The environmental impact of the plant would be minimal, Matute says, and getting the permits should not take more than three weeks, which would enable the company to complete the 18 month construction period by end 2001.
The International Finance Corporation (IFC) will finance 75% of the project and once the PPA is signed, Zond will continue negotiations with US and Honduran partners to take a 25% equity stake. California based Enron Wind will provide the equipment, while other Enron subsidiaries will undertake construction. Although the concession area covers 210 square kilometres, micrositing to concentrate the plant into a smaller area has already been completed, Matute continues.
The project would be the first wind power generation scheme in Honduras. A few years ago hydroelectric sources accounted for 90% of the country's generation, with thermoelectric sources providing the balance. The government is seeking to reduce this dependency, says Glenda Castillo, an executive with ENEE. The hydro/thermal balance is now roughly 50-50.
The government remains keen to further diversify and offers a number of financial incentives for wind and other renewables. Generators can import study and construction machinery and materials tax free, are excluded from sales tax on those items as well as services when bought nationally, are given duty free import permits for construction machinery that will be in the country only temporarily, and are exempt from taxes on profits for the first five years of operations.

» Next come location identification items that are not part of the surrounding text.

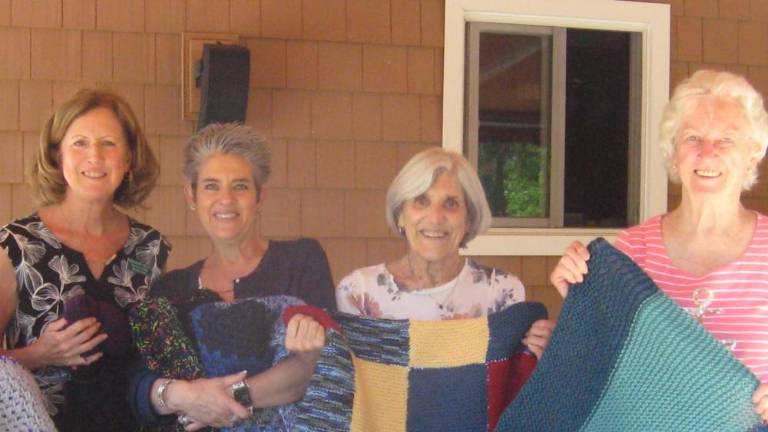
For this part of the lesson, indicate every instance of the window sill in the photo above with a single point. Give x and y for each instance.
(533, 241)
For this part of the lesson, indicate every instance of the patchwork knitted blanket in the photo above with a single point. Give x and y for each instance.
(625, 357)
(455, 375)
(372, 374)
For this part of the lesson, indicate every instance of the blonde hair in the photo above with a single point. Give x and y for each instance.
(47, 180)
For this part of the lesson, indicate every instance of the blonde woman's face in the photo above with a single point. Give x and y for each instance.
(715, 153)
(94, 155)
(435, 222)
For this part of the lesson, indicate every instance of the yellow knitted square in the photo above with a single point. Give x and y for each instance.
(381, 397)
(450, 343)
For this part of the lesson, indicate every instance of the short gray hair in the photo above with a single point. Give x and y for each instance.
(227, 138)
(421, 172)
(720, 84)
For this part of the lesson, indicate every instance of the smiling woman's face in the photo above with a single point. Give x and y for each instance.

Furthermore, renewable generators with up to 450 MW installed capacity can sell to ENEE for 10% more than their short term marginal costs, which Congress fixed at the end of April at $0.074/kWh during peak time (about four hours a day), $0.062/kWh for semi peak demand (eight hours) and $0.048/kWh for off peak (12 hours). The maximum PPA term permitted is 20 years.
The government is currently in the process of privatising ENEE, but as the Zond project is already in place any agreement that ENEE and Zond reach will be honoured, Matute says.